Average quality score, not adjusted for clustering, in the intervention arm was 64.4% (95% CI, 62.4–66.3) and in the control arm 60.0% (95% CI, 57.9–62.2); the averages for each clinical area are presented in Table 4. Using a baseline multi-level model with patients from all clinical areas combined, the ICC was estimated at 0.02 (95%, CI 0.00–0.06). Adding a slope for the intervention status increased the −2 log likelihood of the model and did not make a large change in the residual variance. It was therefore not retained in the model. Postulating a three level data structure by allowing the results to vary randomly at the level of the referring GP only marginally reduced the −2 log likelihood and residual variance of the model. The two level structure proposed in the methods paper was therefore kept. No significant interaction was found. A significant effect of the intervention was seen in the baseline model; however, after correction for relevant confounders, the intervention effect was reduced to 1.80% (95% CI, −1.46 to 5.06, p = 0.280). Further regression coefficients appear in Table 5. No clear violation of normality assumptions was noted. Additional modelling for each individual rater revealed no significance of the intervention for any rater (data not shown). Given the significant difference (not corrected for clustering) shown for the dyspepsia group in Table 4 modelling was also performed for each of the four diagnostic groups. No significant effect of the intervention was seen, after correction for confounding factors (data not shown).

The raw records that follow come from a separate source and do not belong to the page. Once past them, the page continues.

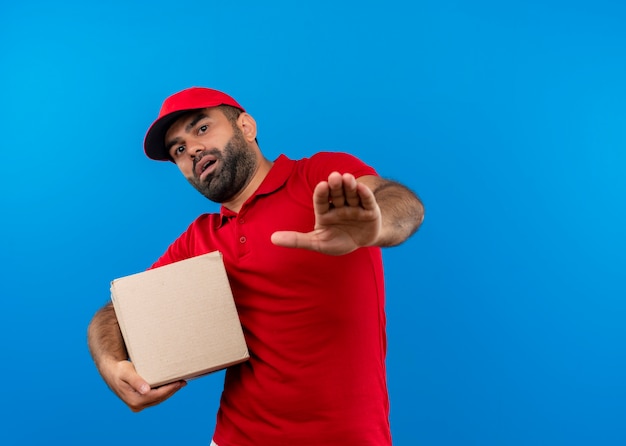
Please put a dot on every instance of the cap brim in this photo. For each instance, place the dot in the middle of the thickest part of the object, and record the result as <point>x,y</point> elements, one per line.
<point>154,143</point>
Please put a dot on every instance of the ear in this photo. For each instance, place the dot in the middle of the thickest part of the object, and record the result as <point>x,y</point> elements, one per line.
<point>247,124</point>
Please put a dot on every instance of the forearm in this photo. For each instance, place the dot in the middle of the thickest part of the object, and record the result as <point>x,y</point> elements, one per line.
<point>105,338</point>
<point>401,210</point>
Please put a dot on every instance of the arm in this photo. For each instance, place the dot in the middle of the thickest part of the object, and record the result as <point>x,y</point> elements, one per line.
<point>351,213</point>
<point>402,212</point>
<point>109,353</point>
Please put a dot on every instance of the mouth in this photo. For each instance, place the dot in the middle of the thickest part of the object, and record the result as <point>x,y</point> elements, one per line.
<point>205,166</point>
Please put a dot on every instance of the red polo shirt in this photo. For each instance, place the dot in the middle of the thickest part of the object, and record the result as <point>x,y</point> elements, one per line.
<point>314,324</point>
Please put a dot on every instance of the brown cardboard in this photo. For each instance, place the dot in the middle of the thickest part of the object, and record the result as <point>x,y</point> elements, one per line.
<point>179,321</point>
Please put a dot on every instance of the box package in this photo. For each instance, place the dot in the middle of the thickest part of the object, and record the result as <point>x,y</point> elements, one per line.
<point>179,321</point>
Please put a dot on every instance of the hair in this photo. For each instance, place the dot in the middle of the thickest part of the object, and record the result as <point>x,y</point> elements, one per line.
<point>232,114</point>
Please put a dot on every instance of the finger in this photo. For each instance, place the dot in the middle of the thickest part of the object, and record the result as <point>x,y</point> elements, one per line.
<point>337,194</point>
<point>366,196</point>
<point>321,198</point>
<point>162,393</point>
<point>350,190</point>
<point>155,396</point>
<point>130,376</point>
<point>293,239</point>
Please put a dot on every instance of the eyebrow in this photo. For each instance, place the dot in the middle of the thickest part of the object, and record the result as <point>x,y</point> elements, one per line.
<point>197,118</point>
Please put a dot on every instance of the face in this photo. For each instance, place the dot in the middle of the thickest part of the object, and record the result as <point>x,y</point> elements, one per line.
<point>212,153</point>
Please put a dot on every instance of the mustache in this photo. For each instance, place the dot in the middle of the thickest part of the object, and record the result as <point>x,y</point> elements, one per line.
<point>198,157</point>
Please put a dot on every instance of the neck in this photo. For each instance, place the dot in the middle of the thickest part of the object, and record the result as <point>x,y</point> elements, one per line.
<point>257,178</point>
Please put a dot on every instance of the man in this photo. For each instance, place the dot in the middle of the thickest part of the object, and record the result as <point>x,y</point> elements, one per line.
<point>313,317</point>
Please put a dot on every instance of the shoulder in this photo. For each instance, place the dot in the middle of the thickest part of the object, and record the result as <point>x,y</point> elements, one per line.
<point>321,164</point>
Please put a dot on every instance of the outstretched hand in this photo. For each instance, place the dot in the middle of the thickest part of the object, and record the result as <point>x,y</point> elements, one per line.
<point>347,217</point>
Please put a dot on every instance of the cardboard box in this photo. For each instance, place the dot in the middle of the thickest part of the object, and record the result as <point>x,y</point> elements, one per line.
<point>179,321</point>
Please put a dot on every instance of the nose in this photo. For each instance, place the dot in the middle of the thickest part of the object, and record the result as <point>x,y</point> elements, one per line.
<point>194,148</point>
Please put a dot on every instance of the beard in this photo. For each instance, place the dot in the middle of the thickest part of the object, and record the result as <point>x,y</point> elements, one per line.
<point>237,166</point>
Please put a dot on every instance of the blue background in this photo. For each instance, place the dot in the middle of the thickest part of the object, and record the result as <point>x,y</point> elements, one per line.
<point>506,311</point>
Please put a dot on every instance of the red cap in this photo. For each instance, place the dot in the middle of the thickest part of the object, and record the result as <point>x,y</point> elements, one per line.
<point>173,107</point>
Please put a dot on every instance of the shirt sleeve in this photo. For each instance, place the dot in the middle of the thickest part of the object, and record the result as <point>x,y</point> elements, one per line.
<point>323,164</point>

Table 4 Average quality score per diagnostic group, not corrected for clusteringa
Table 5 Effect estimates for intervention on quality score

Subjective quality score

The subjective quality rating was done on an ordinal scale of 1–10. As evident in Fig. 2, the variable was not normally distributed. Overall, the median in the intervention arm and control arm was 8, with an interquartile range of 2. Table 6 presents the median and interquartile range by clinical area and intervention status. No difference between the intervention and control arms appeared in the graph or interquartile ranges. This was confirmed with a multi-level ordinal regression model, in which no difference was noted (data not shown). No difference was observed between the intervention and control arms in the binary(yes/no) assessment of patient pathway appropriateness (data not shown).

Fig. 2
figure 2

Subjective quality score (1–10) for intervention and control groups

Table 6 Median of subjective total scorea

PPV of referral

Table 7 shows the number of patients who had a histological diagnosis, diagnostic clarification, or change in medical management as a result of their outpatient appointment. There were some missing items: this was because part of the scoring sheet with the PPV scoring box appeared on a separate page and may therefore have been overlooked. No clear difference was evident between the intervention and control arms.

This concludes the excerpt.